ムニョス氏の説明によると、効率改善のためには、効率のよいレーザが必要なだけでなく、多様なLD光源や波長からのレーザパワーを効率的に統合しなければならない。「レーザの迷光を回避するために、必要とするところへ光を正しく方向付け、励起材料の代わりにレーザ装置を加熱するようなことがあってはならない。フリースペース結合の設計があるが、これが可能なのは一定のパワーレベルまでである、レーザの冷却と電気駆動要件は、通常、レーザ装置のどこかに設置されたコンパクトな周知のスタックユニットで行われる。エレクトロニクスや熱問題から解放されたレーザ光を供給するために、つまり活性材を励起するには、一般にファイバが用いられる」。
ムニョス氏によると、オスラム社のLDバーは発散角<8°でレーザ光を供給 する、これは高動作電流と熱条件で一定のままであり、実質的にすべての光を小さなファイバコアに結合できる。従って、レーザ装置全体の効率が向上する。
同社は、ハイパワー InAlGaAsベースの、マルチブロードストライプエミッタの赤外(IR)レーザバーを生産している(図 1)。狙いは、固体レーザとファイバレーザの励起(およびダイレクト材料加工)である。標準波長に含まれるのは、808、880、915、940、960、980および1020nm。1060nmは準備中。一般的な出力パワーは、CWで250W、QCWモードで最大500W。OSRAMは、すでに一般的な65%電力変換効率(9xxnmで)を実証しており、量産で>70%ピークである。

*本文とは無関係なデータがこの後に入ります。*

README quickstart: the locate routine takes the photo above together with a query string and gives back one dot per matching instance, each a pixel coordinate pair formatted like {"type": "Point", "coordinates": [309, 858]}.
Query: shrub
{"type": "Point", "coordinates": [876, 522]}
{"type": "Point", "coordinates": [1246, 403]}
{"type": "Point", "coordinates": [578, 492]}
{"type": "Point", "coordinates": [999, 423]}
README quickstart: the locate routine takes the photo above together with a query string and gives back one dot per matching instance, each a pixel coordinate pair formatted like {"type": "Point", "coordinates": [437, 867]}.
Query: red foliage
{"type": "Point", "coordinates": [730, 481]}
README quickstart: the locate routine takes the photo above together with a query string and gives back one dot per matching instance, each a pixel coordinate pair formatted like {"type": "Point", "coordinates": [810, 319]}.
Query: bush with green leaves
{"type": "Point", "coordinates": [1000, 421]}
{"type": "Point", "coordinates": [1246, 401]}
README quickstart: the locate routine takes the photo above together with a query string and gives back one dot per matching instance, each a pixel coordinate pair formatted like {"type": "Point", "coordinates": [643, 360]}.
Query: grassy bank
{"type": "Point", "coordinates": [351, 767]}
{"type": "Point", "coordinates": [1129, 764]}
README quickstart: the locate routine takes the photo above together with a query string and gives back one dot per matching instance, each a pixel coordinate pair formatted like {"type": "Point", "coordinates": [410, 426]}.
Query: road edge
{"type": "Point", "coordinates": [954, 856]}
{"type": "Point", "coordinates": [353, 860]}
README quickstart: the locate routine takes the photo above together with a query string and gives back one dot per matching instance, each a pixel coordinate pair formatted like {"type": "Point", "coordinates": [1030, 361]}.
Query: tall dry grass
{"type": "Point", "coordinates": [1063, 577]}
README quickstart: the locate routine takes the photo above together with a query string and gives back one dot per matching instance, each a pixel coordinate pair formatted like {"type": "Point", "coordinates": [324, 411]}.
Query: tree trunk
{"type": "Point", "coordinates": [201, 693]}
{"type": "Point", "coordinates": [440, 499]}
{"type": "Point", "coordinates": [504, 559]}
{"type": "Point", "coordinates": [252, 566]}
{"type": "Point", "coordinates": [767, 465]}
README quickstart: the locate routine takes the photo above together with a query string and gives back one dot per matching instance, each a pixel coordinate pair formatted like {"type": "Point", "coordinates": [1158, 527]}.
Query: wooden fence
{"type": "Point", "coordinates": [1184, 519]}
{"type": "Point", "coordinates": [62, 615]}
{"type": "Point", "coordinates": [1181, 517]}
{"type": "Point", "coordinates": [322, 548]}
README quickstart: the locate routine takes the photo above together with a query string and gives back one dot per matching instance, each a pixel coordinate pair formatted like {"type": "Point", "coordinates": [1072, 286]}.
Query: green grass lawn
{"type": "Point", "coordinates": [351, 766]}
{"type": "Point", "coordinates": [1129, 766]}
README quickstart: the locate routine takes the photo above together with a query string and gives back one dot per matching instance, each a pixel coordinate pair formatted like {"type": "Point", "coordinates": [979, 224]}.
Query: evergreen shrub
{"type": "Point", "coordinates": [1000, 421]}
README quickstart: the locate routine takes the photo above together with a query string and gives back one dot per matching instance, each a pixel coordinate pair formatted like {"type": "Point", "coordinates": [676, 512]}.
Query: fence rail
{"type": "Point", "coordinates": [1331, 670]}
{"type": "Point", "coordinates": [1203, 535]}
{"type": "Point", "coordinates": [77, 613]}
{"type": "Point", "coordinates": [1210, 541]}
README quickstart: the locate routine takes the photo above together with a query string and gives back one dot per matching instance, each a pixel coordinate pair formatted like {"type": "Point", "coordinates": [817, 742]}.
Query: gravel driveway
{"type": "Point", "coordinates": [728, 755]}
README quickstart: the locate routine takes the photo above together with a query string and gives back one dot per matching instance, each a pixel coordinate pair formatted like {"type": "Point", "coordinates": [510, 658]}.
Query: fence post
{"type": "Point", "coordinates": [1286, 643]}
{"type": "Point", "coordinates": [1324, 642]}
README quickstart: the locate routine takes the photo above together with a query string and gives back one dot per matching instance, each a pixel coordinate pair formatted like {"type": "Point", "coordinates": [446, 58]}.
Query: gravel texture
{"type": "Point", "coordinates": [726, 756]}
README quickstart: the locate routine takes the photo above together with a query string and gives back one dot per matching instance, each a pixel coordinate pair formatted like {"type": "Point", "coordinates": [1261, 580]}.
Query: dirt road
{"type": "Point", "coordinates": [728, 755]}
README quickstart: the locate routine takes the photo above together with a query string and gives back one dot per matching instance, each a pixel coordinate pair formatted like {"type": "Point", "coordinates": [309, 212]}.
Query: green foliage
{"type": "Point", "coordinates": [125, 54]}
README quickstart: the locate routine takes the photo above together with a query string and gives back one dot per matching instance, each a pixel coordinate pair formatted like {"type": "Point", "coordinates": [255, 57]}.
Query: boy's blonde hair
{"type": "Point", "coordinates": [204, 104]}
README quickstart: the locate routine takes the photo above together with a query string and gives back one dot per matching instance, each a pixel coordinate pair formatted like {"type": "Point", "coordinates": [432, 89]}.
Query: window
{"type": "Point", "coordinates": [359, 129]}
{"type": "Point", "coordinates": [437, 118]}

「当社は、ファイバ結合用に低フィルファクタレーザバー、CW動作用に50%フィルファクタレーザバー、QCW結合用に80%フィルファクタバーを提供している。レーザバーマウンティング技術を熟知している顧客向けにはマウントしていないバーダイ(バーとして)のみを提供している、マウント作業は極めて難しく、それ自体が特殊技術だからである」とムニョス氏は説明している。